What is Custom Neural Voice?
Custom Neural Voice is a text-to-speech (TTS) feature that lets you create a one-of-a-kind customized synthetic voice for your applications. With Custom Neural Voice, you can build a highly natural-sounding voice by providing your audio samples as training data. Based on the Neural TTS technology and the multi-lingual multi-speaker universal model, Custom Neural Voice lets you create synthetic voices that are rich in speaking styles, or adaptable cross languages. The realistic and natural sounding voice of Custom Neural Voice can represent brands, personify machines, and allow users to interact with applications conversationally. See the supported languages for Custom Neural Voice and cross-lingual feature.
Note
The Custom Neural Voice feature requires registration, and access to it is limited based upon Microsoft’s eligibility and use criteria. Customers who wish to use this feature are required to register their use cases through the intake form.
The basics of Custom Neural Voice
The underlying Neural TTS technology used for Custom Neural Voice consists of three major components: Text Analyzer, Neural Acoustic Model, and Neural Vocoder. To generate natural synthetic speech from text, text is first input into Text Analyzer, which provides output in the form of phoneme sequence. A phoneme is a basic unit of sound that distinguishes one word from another in a particular language. A sequence of phonemes defines the pronunciations of the words provided in the text.
Next, the phoneme sequence goes into the Neural Acoustic Model to predict acoustic features that define speech signals, such as the timbre, the speaking style, speed, intonations, and stress patterns. Finally, the Neural Vocoder converts the acoustic features into audible waves so that synthetic speech is generated.

Neural TTS voice models are trained using deep neural networks based on the recording samples of human voices.
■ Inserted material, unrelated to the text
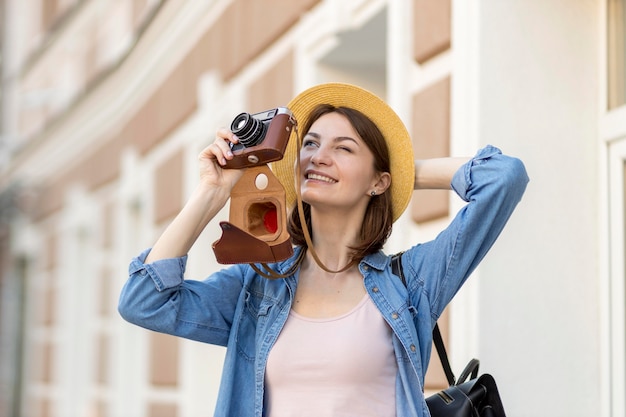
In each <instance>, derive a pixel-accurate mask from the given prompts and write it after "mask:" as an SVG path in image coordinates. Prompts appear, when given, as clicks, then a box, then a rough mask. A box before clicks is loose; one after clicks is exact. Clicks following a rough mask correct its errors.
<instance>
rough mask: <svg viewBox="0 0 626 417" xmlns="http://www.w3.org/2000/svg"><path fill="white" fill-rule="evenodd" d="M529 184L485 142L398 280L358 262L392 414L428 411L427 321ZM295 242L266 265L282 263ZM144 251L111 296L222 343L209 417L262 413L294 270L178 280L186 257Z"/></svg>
mask: <svg viewBox="0 0 626 417" xmlns="http://www.w3.org/2000/svg"><path fill="white" fill-rule="evenodd" d="M527 182H528V177H527V175H526V171H525V168H524V165H523V164H522V162H521V161H520V160H518V159H516V158H512V157H508V156H504V155H502V154H501V152H500V150H499V149H497V148H494V147H492V146H487V147H485V148H483V149H481V150H480V151H479V152H478V153H477V154H476V156H475V157H474V158H473V159H471V160H470V161H469V162H468V163H466V164H465V165H463V166H462V167H461V168H460V169H459V170H458V171H457V172H456V174H455V175H454V178H453V180H452V184H451V186H452V189H453V190H454V191H456V193H457V194H458V195H459V196H460V197H461V198H462V199H463V200H465V201H467V202H468V204H466V205H465V206H464V207H463V208H462V209H461V210H460V211H459V213H458V214H457V215H456V217H455V218H454V220H453V221H452V222H451V223H450V225H449V226H448V227H447V228H446V229H445V230H443V231H442V232H441V233H440V234H439V235H438V236H437V237H436V238H435V239H434V240H432V241H430V242H426V243H422V244H418V245H416V246H414V247H412V248H410V249H408V250H407V251H405V252H404V253H403V255H402V266H403V272H404V275H405V277H406V283H407V284H406V287H405V286H404V285H403V284H402V282H401V280H400V279H399V278H398V277H396V276H395V275H393V274H392V271H391V265H390V259H391V257H390V256H388V255H385V254H384V253H383V252H378V253H374V254H372V255H369V256H367V257H365V258H364V259H363V260H362V261H361V262H360V263H359V266H358V267H359V270H360V272H361V274H363V282H364V285H365V288H366V291H367V293H368V294H369V296H370V297H371V299H372V300H373V302H374V304H375V305H376V307H377V308H378V309H379V310H380V314H381V315H382V316H383V318H384V319H385V320H386V322H387V323H388V324H389V326H390V327H391V329H392V332H393V336H392V337H393V347H394V351H395V356H396V360H397V365H398V374H397V378H396V410H397V416H398V417H401V416H429V415H430V414H429V412H428V409H427V406H426V402H425V400H424V394H423V387H424V375H425V373H426V367H427V366H428V362H429V359H430V353H431V345H432V329H433V327H434V325H435V322H436V321H437V319H438V318H439V316H440V314H441V313H442V311H443V310H444V308H445V307H446V305H447V304H448V303H449V302H450V300H451V299H452V297H453V296H454V295H455V294H456V292H457V291H458V290H459V288H460V287H461V285H462V284H463V282H465V280H466V279H467V277H468V276H469V275H470V274H471V272H472V271H473V270H474V269H475V268H476V266H477V265H478V263H479V262H480V261H481V259H482V258H483V257H484V256H485V254H486V253H487V251H488V250H489V248H490V247H491V246H492V244H493V243H494V241H495V240H496V238H497V237H498V235H499V234H500V232H501V231H502V228H503V227H504V225H505V223H506V222H507V220H508V219H509V217H510V215H511V213H512V212H513V209H514V208H515V206H516V205H517V203H518V202H519V201H520V199H521V197H522V194H523V193H524V190H525V188H526V184H527ZM300 250H301V249H300V248H295V250H294V255H293V256H292V257H291V258H290V259H288V260H286V261H283V262H280V263H277V264H274V265H272V268H273V269H274V270H277V271H278V272H284V271H286V270H288V269H289V267H290V266H291V264H292V263H293V262H294V261H295V259H296V257H297V254H298V253H299V251H300ZM148 253H149V249H148V250H146V251H144V252H143V253H142V254H140V255H139V256H138V257H136V258H134V259H133V260H132V261H131V263H130V267H129V275H130V276H129V279H128V281H127V283H126V285H125V286H124V288H123V290H122V292H121V296H120V301H119V312H120V314H121V315H122V317H123V318H124V319H126V320H128V321H129V322H131V323H134V324H136V325H139V326H142V327H144V328H147V329H151V330H154V331H158V332H163V333H167V334H171V335H176V336H180V337H184V338H188V339H192V340H196V341H200V342H205V343H211V344H216V345H220V346H225V347H226V348H227V350H226V356H225V361H224V368H223V373H222V381H221V384H220V389H219V396H218V402H217V406H216V410H215V415H216V416H230V417H232V416H238V417H246V416H255V417H261V416H263V415H264V407H263V400H264V388H265V387H264V376H265V366H266V364H267V358H268V354H269V351H270V349H271V348H272V346H273V345H274V343H275V342H276V339H277V338H278V335H279V333H280V331H281V329H282V328H283V325H284V324H285V322H286V320H287V316H288V314H289V311H290V309H291V305H292V302H293V299H294V294H295V291H296V286H297V285H298V276H297V273H296V274H295V275H293V276H290V277H288V278H284V279H278V280H269V279H266V278H263V277H261V276H259V275H258V274H257V273H255V271H254V270H253V269H252V268H251V267H250V266H249V265H245V264H241V265H233V266H230V267H227V268H225V269H222V270H220V271H218V272H215V273H213V274H211V275H210V276H209V277H208V278H206V279H205V280H203V281H194V280H185V279H184V273H185V265H186V260H187V258H186V256H184V257H181V258H176V259H164V260H158V261H155V262H153V263H150V264H145V263H144V260H145V258H146V256H147V254H148Z"/></svg>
In this blog, we describe how Neural TTS works with state-of-the-art neural speech synthesis models. The blog also explains how a universal base model can be adapted to a target speaker's voice with less than 2 hours of speech data (or less than 2,000 recorded utterances), and additionally transfer the voice to another language or style. To read about how a neural vocoder is trained, see the blog post.
Custom Neural Voice lets you adapt the Neural TTS engine to fit your scenarios. To create a custom neural voice, use Speech Studio to upload the recorded audio and corresponding scripts, train the model, and deploy the voice to a custom endpoint. Custom Neural Voice can use text provided by the user to convert text into speech in real-time, or generate audio content offline with text input. This is made available via the REST API, the Speech SDK, or the web portal.
Get started
- To get started with Custom Neural Voice and create a project, see Get started with Custom Neural Voice.
- To prepare and upload your audio data, see Prepare training data.
- To train and deploy your models, see Create and use your voice model.
Terms and definitions
| Term | Definition |
|---|---|
| Voice model | A text-to-speech model that can mimic the unique vocal characteristics of a target speaker. A voice model is also known as a voice font or synthetic voice. A voice model is a set of parameters in binary format that is not human readable and does not contain audio recordings. It cannot be reverse engineered to derive or construct the audio of a human voice. |
| Voice talent | Individuals or target speakers whose voices are recorded and used to create voice models that are intended to sound like the voice talent’s voice. |
| Standard TTS | The standard, or "traditional," method of TTS that breaks down spoken language into phonetic snippets so that they can be remixed and matched using classical programming or statistical methods. |
| Neural TTS | Neural TTS synthesizes speech using deep neural networks that have "learned" the way phonetics are combined in natural human speech, rather than using procedural programming or statistical methods. In addition to the recordings of a target voice talent, Neural TTS uses a source library/base model that is built with voice recordings from many different speakers. |
| Training data | A custom neural voice training dataset that includes the audio recordings of the voice talent, and the associated text transcriptions. |
| Persona | A persona describes who you want this voice to be. A good persona design will inform all voice creation whether it’s choosing an available voice model already created, or starting from scratch by casting and recording a new voice talent. |
| Script | A script is a text file that contains the utterances to be spoken by your voice talent. (The term "utterances" encompasses both full sentences and shorter phrases.) |
Responsible use of AI
To learn how to use Custom Neural Voice responsibly, see the transparency note. Microsoft’s transparency notes are intended to help you understand how our AI technology works, the choices system owners can make that influence system performance and behavior, and the importance of thinking about the whole system, including the technology, the people, and the environment.